Etat et collectivités

Urbanisme et commande publique : le contrôle des préfets renforcé

Mots clés : Administrations, banques, bureaux ouverts au public - Collectivités locales - Gouvernement

Selon une circulaire du ministère de l’Intérieur du 25 janvier 2012, les préfectures devront systématiquement vérifier certains actes pris par les collectivités dans ces deux domaines.

Afin d’harmoniser ses contrôles sur tout le territoire national, l’Etat a défini trois domaines prioritaires au niveau national : la commande publique, l’urbanisme et la fonction publique territoriale. La circulaire du 25 janvier liste tous les actes relevant de ces champs qui doivent obligatoirement faire l’objet d’une vérification de la part des services de préfectures.Objectif : contrôler 100% de ces actes d’ici à 2015.

 

Dans le domaine de la commande publique sont concernés :

–          les marchés et accords-cadres de fournitures et de services dont le montant est supérieur au seuil de 200000 euros hors taxe, en particulier les marchés de maîtrise d’œuvre,

–          les marchés publics de travaux supérieurs à 1 million d’euros hors taxe,

–          les avenants aux marchés supérieurs à 5% du montant du contrat initial (lorsque celui-ci est soumis à l’obligation de transmission au contrôle de légalité),

–          les marchés complémentaires  transmis parce que supérieurs au seuil de 200000 euros,

–          toutes les délégations de service public (concessions, conventions d’affermage, régie intéressée),

–          les concessions de travaux,

–          les contrats complexes types contrats de partenariat, contrats de prestations intégrées (quasi-régie ou « in house »), contrats que les collectivités ont passés avec les sociétés publiques locales.
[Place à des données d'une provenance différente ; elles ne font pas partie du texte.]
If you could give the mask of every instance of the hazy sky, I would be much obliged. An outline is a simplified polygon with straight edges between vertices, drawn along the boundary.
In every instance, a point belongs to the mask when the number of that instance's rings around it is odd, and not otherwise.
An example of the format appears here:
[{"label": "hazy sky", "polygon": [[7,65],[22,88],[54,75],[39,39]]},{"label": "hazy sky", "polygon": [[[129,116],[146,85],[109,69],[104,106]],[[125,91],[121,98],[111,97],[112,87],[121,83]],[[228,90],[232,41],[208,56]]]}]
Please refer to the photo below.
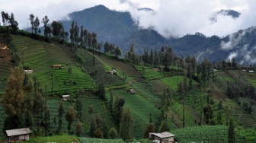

A noter que tous les marchés soumis à l’obligation de transmission au contrôle de légalité pour lesquelles les collectivités ou leurs établissements publics ont bénéficié de subventions au titre du Feder seront eux aussi vérifiés.

 

Dans le domaine de l’urbanisme, les contrôles s’effectueront au regard des risques naturels et technologiques, de la protection de l’environnement et des principes de gestion économe de l’espace et de la mixité sociale. Les préfectures contrôleront :

–          les documents d’urbanisme (schémas de cohérence territoriale et plans locaux d’urbanisme),

–          certaines autorisations individuelles (permis de construire, d’aménager et de démolir) prises dans certaines zones,

–          les montages juridiques relatifs à la création et la réalisation de ZAC, aux sociétés publiques locales d’aménagement, et aux baux emphytéotiques administratifs.

 

Priorités locales

Outre ces priorités nationales, les préfets pourront ajouter, au niveau local, des contrôles adaptés au contexte géographique ou en fonction d’irrégularités relevées précédemment, et faire entrer d’autres types d’actes dans le champ de la vérification. Mais ils devront le faire en fonction des risques juridiques liés aux caractéristiques du département (actes pris en application de la loi Littoral, de la loi Montagne, dans le cadre de la lutte contre le bruit, déclarations préalables pour les lotissements et certificats d’urbanisme) ou liés aux collectivités elles-mêmes (ex. fragilité budgétaire). Ainsi, « la situation de certaines collectivités locales pourrait justifier un contrôle approfondi des actes émanant des offices publics de l’habitat (OPH) », précise la circulaire.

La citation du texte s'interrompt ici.